Machine learning transparency
Contents
1.4. Machine learning transparency¶
Transparency is a fundamental AI ethics principle key to responsible AI innovation [Ostmann and Dorobantu, 2021]. It plays a crucial role in the development of ML systems, as well as in the evaluation of their performance and the trust that people place in them. We follow the definition and framework of transparency in [Ostmann and Dorobantu, 2021] in this course.
1.4.1. Why is transparency important?¶
For ML systems to be trustworthy and to be used responsibly, it is vital to ensure that they are transparent, i.e. stakeholders have access to information relevant to them. Addressing concerns of AI and preventing potential harms of AI requires information being available to individuals involved in designing an ML system, developing it, deploying it, and using it, as well as to the general public, regulators, and other stakeholders for them to understand decisions made by the system, trust it, and hold it accountable. Different stakeholders are likely to have different information needs.
Transparency and accountability are closely related and reinforce each other. Accountability mechanisms depend on the availability of information about an ML system and accountability is key motivation for transparency. Transparency also acts as an enabler to other ML/AI ethics principles including fairness, sustainability, and safety.

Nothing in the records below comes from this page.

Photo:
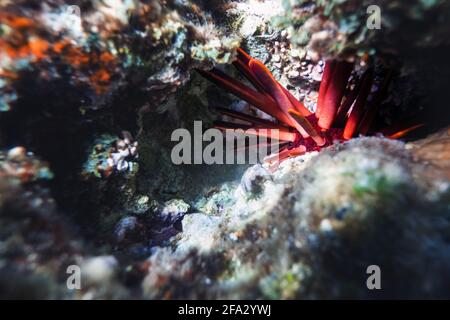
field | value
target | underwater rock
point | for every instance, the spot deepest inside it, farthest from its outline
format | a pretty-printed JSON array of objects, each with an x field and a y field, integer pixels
[{"x": 321, "y": 221}]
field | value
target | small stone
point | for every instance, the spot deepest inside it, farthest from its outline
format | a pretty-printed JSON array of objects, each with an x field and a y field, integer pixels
[
  {"x": 253, "y": 179},
  {"x": 98, "y": 270}
]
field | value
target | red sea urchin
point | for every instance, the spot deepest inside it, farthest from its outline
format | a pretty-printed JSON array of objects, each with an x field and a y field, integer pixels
[{"x": 340, "y": 113}]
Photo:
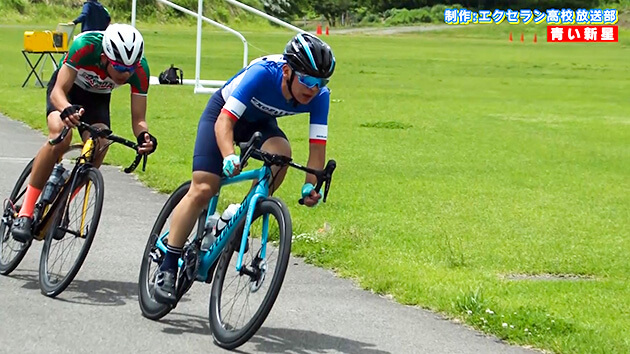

In the context of research, transparency is important if you want to interpret the results of your ML system, and understand how it works. It is also important if you want to explain the results to your research community, and it can even help you verify your results.
1.4.2. What is transparency?¶
ML transparency relates to disclosing information about ML systems, and it can be understood as relevant stakeholders having access to relevant information about a given ML system. Transparency involves gathering and sharing information about an ML system’s logic (i.e. explainability) and how it was designed, developed, and deployed.
The three key questions to ask when considering transparency are:
What types of information are relevant?
Who are the relevant stakeholders?
Why are stakeholders interested in information about an ML system?
Transparency is a property of the system, and it is not a property of the information itself. Transparency is a relative concept, and it is not an absolute concept. Transparency is context-dependent and it is not a fixed property of the system. For example, a system transparent to a doctor (data scientist) does not mean the system is transparent to a patient (customer). External stakeholders (e.g. regulators, the general public) may have different information needs than internal stakeholders (e.g. data scientists, developers, and engineers).
1.4.3. Relevant information¶
There are two broad categories of information considered relevant for transparency:
System logic information: Information that relates to the operational logic of a given ML system, i.e. information about the system’s ‘inner workings’. Examples include information about the input features that a system relies on or information about the relationship between the system’s inputs and outputs.
Process information: Information that relates to the processes surrounding the ML system’s design, development, and deployment. Examples include information about data management practices, assessments of system performance, quality assurance (including of data) and governance arrangements, or the training of system users.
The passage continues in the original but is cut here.